Kava is a plant that is prepared like a tea with depressant/downer effects if drank in quantities not quite so large.  It's also a large part of Fijian culture.  In fact, it appears to be one of the few pieces of Fijian culture that has survived colonization.  But, I digress.  Tomorrow, we'll talk more about the culture, including the surprisingly not-so-distant past.  Anyway, I participated in the kava ceremony on the boat.  You're supposed to chug it, so I did.  While I didn't feel the downer effects, my tongue did feel thick with that one little cup.  And it tastes like mud.  Not really a pleasant experience, but to someone who never developed the taste for beer, it really wasn't much different than having a few of those.


The island was beautiful and there were plenty of colorful fish.  Several species of parrot fish, tangs, clown fish, wras, and multiple others, including some little black tip reef sharks.  I didn't get many pictures.  My mask was acting up and leaking from the top.  I assumed I just didn't get the snorkel on right after we took it apart.  It's one of those full face masks.  I also apparently still don't know how to work the action camera.  It was great to see the fish, but I was kind of disappointed with it.  They said they had sunk a shipwreck and grown a full reef, but the reef appeared as if it was just taking hold.  In a few years, assuming it's well cared for, it should be an awesome place to snorkel.  It's not really deep enough to really dive, but they offer the discovery diving and if you want to do a full dive, you can.  I wouldn't bother using your dive hours here, though.  I hear there are much better islands to snorkel and dive, including the one preferred by Jean-Michel Cousteau, Jacques Cousteau's son.  It'll have to be another trip, because I only had one day for snorkeling.
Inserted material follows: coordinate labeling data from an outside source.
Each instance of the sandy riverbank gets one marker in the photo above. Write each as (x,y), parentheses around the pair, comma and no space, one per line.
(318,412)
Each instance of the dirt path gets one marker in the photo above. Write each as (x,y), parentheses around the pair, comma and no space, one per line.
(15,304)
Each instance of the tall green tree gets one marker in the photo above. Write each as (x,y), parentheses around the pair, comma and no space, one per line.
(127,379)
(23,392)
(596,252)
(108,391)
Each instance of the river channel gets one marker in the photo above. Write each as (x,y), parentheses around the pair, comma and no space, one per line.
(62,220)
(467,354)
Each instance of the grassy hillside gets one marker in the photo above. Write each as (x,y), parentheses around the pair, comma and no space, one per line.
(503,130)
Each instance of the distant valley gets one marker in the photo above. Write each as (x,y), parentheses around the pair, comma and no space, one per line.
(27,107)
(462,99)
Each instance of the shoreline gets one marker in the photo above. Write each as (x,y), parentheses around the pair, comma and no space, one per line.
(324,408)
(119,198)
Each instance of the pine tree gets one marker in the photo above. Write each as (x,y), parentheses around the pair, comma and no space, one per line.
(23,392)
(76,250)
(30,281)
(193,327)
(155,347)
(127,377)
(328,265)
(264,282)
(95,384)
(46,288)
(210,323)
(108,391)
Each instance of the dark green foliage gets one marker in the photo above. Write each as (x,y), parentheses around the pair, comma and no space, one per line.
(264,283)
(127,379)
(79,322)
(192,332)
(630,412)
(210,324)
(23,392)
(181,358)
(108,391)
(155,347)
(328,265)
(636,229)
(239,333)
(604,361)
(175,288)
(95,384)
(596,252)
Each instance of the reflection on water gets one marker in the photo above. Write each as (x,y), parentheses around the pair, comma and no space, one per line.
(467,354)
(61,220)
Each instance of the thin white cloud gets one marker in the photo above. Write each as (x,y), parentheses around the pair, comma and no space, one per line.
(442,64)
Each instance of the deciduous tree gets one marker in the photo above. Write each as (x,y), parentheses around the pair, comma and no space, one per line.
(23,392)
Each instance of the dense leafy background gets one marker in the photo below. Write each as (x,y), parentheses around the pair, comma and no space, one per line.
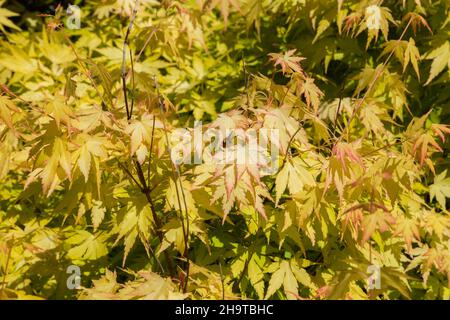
(362,113)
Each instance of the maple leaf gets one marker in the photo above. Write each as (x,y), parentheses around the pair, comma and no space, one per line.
(378,220)
(288,62)
(224,7)
(310,91)
(441,59)
(423,143)
(440,189)
(4,21)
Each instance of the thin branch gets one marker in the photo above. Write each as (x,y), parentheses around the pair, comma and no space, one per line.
(130,175)
(124,58)
(177,178)
(372,83)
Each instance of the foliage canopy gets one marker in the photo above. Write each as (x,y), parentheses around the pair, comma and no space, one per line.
(359,91)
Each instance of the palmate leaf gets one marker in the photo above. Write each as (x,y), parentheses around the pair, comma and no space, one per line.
(87,246)
(441,59)
(4,21)
(440,189)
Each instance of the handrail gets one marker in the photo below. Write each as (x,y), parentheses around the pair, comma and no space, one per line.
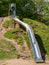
(33,41)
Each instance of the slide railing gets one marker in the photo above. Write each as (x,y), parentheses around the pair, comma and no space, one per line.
(34,43)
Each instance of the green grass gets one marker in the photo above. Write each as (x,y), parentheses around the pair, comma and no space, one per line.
(10,35)
(7,23)
(41,30)
(7,50)
(14,34)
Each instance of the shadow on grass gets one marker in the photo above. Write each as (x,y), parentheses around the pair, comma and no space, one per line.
(41,46)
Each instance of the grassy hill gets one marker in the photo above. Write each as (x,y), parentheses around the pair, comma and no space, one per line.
(41,31)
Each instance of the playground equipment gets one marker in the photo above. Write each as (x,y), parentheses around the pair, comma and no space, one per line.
(34,43)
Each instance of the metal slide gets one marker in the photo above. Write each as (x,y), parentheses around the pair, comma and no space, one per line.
(34,44)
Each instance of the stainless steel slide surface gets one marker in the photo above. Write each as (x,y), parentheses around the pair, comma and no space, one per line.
(34,43)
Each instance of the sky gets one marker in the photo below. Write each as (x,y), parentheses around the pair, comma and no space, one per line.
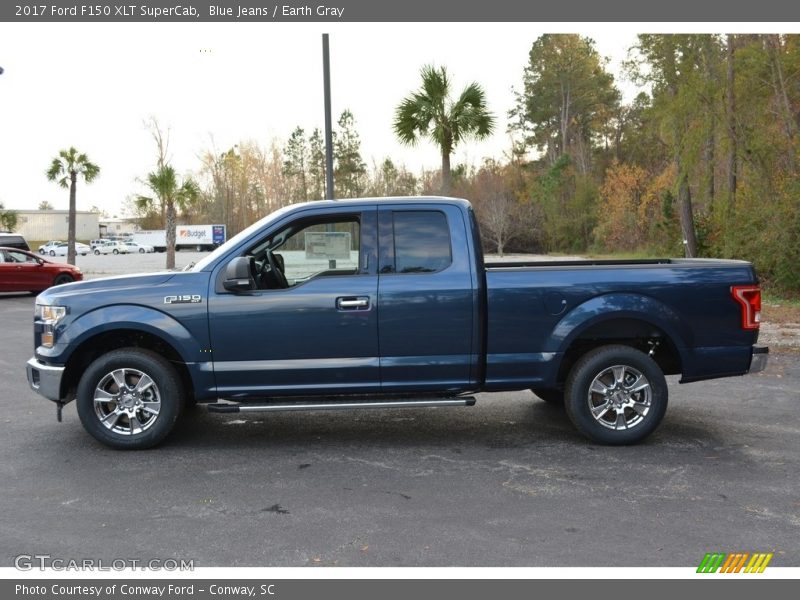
(94,85)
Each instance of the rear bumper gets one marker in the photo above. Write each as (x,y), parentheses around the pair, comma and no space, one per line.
(44,379)
(759,361)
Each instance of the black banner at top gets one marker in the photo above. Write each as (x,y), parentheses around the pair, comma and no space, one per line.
(329,11)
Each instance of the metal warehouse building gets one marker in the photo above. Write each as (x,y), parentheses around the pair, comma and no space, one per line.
(43,225)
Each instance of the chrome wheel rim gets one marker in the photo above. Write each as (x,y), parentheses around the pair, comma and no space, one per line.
(620,397)
(127,401)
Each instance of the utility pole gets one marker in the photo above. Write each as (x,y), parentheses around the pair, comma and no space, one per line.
(326,76)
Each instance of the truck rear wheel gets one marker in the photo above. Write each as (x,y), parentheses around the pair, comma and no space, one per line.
(129,399)
(616,395)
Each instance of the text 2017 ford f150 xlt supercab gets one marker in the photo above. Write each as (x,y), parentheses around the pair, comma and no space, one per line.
(388,303)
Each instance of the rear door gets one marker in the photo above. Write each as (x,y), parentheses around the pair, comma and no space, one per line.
(426,299)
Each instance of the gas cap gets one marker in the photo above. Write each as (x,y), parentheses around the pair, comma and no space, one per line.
(555,303)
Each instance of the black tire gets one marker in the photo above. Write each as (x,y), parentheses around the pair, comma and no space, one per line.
(62,279)
(554,397)
(165,394)
(632,403)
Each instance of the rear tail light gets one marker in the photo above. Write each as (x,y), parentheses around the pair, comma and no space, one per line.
(749,298)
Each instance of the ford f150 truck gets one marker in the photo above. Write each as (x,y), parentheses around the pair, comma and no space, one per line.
(388,303)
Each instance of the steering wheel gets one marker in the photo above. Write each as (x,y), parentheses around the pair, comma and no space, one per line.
(280,278)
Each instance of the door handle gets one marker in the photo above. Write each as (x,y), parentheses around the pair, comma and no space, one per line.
(352,303)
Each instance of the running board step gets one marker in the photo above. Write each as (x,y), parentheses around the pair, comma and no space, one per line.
(333,405)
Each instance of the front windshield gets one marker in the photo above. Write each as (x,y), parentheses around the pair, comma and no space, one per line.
(242,235)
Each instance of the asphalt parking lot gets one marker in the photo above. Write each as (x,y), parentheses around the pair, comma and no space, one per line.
(104,265)
(505,483)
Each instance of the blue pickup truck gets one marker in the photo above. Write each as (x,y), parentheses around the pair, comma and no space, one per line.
(383,304)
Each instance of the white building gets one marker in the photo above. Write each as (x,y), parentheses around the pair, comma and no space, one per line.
(117,226)
(44,225)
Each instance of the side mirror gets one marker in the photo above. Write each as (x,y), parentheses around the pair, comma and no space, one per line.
(238,277)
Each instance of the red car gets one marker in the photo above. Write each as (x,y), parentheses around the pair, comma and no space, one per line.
(22,271)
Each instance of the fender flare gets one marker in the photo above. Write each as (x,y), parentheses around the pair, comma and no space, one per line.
(131,317)
(621,306)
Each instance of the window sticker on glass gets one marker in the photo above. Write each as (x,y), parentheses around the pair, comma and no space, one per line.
(327,244)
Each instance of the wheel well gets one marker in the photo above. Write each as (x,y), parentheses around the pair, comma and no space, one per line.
(107,341)
(628,332)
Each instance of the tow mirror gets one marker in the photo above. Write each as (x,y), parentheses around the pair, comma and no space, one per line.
(237,275)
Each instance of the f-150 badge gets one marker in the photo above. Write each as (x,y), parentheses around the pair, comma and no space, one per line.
(194,298)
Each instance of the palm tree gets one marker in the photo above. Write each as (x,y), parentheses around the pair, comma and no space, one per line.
(163,182)
(431,112)
(65,169)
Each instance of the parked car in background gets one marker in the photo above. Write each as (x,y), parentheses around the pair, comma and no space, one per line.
(61,249)
(140,248)
(45,248)
(22,271)
(112,247)
(13,240)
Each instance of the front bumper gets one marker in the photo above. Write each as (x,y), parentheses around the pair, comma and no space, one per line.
(44,379)
(759,361)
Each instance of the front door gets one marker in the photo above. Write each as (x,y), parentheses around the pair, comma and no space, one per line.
(309,325)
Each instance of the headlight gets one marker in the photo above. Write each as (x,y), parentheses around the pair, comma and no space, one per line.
(50,314)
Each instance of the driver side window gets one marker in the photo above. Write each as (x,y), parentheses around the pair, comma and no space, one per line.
(305,250)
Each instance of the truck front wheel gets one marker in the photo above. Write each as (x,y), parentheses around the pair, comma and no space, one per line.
(616,395)
(129,399)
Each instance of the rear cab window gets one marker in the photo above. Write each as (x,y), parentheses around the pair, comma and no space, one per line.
(421,243)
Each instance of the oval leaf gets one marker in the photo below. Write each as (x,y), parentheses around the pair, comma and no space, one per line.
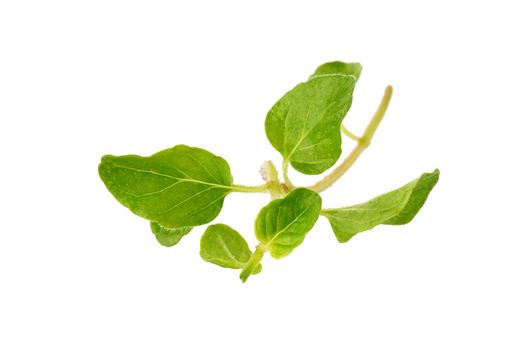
(223,246)
(283,224)
(304,125)
(397,207)
(168,237)
(180,186)
(339,67)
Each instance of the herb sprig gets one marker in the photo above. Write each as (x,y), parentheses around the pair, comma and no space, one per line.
(182,187)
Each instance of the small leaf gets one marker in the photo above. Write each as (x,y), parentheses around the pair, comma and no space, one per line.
(168,237)
(338,67)
(397,207)
(283,224)
(304,125)
(223,246)
(180,186)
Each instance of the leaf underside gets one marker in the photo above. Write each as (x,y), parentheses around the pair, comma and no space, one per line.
(397,207)
(338,67)
(282,225)
(180,186)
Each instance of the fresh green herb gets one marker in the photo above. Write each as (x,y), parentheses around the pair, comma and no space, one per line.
(183,187)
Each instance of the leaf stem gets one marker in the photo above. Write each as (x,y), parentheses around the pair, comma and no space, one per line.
(249,189)
(287,180)
(252,264)
(363,143)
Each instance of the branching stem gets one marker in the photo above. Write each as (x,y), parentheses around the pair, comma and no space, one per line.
(363,143)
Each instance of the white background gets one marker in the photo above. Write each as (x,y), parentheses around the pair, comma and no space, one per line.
(79,79)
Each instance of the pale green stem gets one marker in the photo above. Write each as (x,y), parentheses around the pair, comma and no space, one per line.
(363,143)
(249,189)
(287,180)
(252,264)
(349,134)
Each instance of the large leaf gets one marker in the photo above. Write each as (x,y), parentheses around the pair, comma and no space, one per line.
(397,207)
(180,186)
(223,246)
(304,125)
(283,224)
(168,237)
(338,67)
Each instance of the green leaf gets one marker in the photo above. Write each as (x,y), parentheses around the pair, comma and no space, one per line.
(168,237)
(223,246)
(339,67)
(397,207)
(304,125)
(283,224)
(180,186)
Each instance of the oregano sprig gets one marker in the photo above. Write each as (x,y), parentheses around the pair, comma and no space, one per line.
(182,187)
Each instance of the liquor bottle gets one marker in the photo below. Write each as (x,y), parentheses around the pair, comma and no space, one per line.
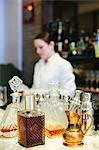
(87,110)
(31,124)
(96,44)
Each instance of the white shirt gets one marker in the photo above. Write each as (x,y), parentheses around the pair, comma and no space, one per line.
(56,69)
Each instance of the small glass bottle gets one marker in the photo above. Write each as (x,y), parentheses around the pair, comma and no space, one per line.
(31,124)
(87,110)
(8,125)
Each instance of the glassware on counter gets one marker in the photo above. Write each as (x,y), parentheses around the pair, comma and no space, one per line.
(8,125)
(87,108)
(31,124)
(74,134)
(54,109)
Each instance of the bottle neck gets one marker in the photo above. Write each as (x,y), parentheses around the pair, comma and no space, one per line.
(29,102)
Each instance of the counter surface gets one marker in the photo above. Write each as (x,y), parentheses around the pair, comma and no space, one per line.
(90,143)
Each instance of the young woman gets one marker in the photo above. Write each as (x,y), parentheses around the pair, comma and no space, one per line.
(52,68)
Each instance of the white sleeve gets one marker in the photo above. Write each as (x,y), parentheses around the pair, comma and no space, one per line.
(67,83)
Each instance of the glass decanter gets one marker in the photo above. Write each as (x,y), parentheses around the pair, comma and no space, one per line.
(54,109)
(31,124)
(8,125)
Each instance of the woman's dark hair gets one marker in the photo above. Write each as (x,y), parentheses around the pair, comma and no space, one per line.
(45,36)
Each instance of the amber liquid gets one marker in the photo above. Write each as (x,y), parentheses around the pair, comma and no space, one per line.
(31,129)
(54,130)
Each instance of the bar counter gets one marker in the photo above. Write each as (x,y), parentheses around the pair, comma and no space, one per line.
(90,143)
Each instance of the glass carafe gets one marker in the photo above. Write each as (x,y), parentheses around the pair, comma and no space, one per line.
(8,125)
(74,134)
(54,109)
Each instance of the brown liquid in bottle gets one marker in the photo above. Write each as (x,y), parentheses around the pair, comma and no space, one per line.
(31,128)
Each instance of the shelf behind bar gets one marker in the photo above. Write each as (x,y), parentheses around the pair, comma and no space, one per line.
(93,91)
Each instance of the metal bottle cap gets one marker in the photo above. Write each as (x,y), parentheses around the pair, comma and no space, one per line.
(29,102)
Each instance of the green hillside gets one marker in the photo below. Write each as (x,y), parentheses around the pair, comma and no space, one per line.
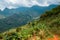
(43,28)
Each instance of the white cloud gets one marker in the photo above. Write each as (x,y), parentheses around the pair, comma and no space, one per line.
(26,3)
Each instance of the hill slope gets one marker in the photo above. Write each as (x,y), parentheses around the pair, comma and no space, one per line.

These were all shot with the underwater camera.  I got nothing on the action camera.  Hopefully, I'll have it figured out in time to use it some in Cairnes!

The food they served wasn't far removed from regular fare:  grilled snapper, slaw, potato salad, bar-b-que'd chicken, etc.  Not really exotic at all and seemed to reflect the British colonization much more than traditional fare - a little on the bland side.

But the old ways aren't completely gone.  On the way back to Viti Levu, the largest island in Fiji and the one that contains Port Denaru and Nadi (pronounced Nandy), we did pass a single hulled outrigger canoe, similar to that depicted in the Disney movie, Moana.  It crossed our path, so I got it both front and back lit by the sun.



When I got back to the hostel, I was exhausted.  I got my room and got settled in and showered.  Then I went back for dinner.  I got a spicy rice and prawn dish that I simply can't remember the name of, but it was good and was probably more traditional than what we had on the island, especially since Sala said it was a traditional dish, not one that had been changed much over the years.  I intended to have Sala give me a massage, but I fell asleep and didn't get it.  Oh well, there's always tomorrow.